Von dort kehren viele dann heim. Sie meiden die gefährlichen Gewässer der Ägäis und setzen auf dem Evros über, dem Grenzfluss zur Türkei. Doch er hat tückische Strömungen.
Jede Nacht versammeln sich Gruppen von Flüchtlingen am Bahnhof des griechischen Grenzorts Didimoticho, bauen kleine Zelte auf und warten auf ihre Chance zur Überfahrt. Unter ihnen ist Atia al-Dschassem, ein 27-jähriger Friseur aus Damaskus. Nach Monaten an der griechisch-mazedonischen Grenze will er gemeinsam mit seiner Frau und der einjährigen Tochter zurückkehren. "Ich gehe in die Türkei, ich will Europa nicht mehr. Ende", sagt er.
Er, seine Frau Jasmine Ramadan und Tochter Ledschine hoffen, dass es ihre letzte Nacht in Griechenland sein wird. "Wir sind wirklich müde. Ich bitte Gott, dass er mir hilft, zurück in die Türkei zu gelangen. In Syrien unter den Bomben ging es uns besser als hier." Die Familie kam am 24. Februar über die Ägäis nach Griechenland und machte sich auf den Weg nach Norden. Doch ihre Reise nach Deutschland wurde an der Grenze zu Mazedonien gestoppt.

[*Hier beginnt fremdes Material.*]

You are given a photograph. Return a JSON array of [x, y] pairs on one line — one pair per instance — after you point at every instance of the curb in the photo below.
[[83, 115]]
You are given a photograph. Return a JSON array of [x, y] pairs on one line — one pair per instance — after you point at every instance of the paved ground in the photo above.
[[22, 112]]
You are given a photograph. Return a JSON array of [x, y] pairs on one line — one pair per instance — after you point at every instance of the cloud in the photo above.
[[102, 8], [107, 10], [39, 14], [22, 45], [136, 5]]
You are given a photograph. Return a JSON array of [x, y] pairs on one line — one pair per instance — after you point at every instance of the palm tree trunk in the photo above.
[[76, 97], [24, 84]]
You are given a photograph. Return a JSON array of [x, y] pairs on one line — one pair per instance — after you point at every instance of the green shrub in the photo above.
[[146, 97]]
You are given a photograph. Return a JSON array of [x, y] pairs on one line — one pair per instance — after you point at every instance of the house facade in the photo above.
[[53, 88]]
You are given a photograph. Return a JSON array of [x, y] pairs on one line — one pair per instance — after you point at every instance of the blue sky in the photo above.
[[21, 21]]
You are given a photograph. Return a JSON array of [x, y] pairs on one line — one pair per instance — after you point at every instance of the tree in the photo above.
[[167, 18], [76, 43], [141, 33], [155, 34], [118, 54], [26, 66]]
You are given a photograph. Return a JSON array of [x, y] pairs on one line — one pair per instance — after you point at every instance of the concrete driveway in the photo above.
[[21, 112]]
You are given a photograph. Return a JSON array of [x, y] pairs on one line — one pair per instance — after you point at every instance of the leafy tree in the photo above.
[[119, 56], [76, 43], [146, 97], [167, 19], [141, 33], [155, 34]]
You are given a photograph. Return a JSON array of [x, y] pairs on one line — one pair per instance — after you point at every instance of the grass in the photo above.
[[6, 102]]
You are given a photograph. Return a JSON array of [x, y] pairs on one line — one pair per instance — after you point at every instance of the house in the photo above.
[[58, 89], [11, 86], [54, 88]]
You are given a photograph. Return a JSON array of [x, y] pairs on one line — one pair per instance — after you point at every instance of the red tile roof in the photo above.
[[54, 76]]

Griechenland wegen hoher Arbeitslosigkeit wenig attraktiv
Die EU und die Türkei einigten sich inzwischen auf ein Abkommen, wonach Flüchtlinge, die nach dem 20. März auf den griechischen Inseln ankamen, zurück in die Türkei gebracht werden. Jene, die vorher kamen, sitzen auf dem Festland fest. Nach der Schließung der Balkanroute betrifft dies etwa 57.000 Menschen. In Griechenland, wo die Arbeitslosigkeit bei 24 Prozent liegt, wollen die wenigsten bleiben.
Al-Dschassem und seine Familie blieben monatelang im provisorischen Flüchtlingslager Idomeni an der Grenze zu Mazedonien. Das Lager wurde im Mai evakuiert, die Familie mit Tausenden anderen in ein offizielles Lager gebracht. Doch die Monate unter prekären Lebensbedingungen in Idomeni setzten ihnen zu. Sie gaben ihren Traum von einem Leben in Deutschland auf.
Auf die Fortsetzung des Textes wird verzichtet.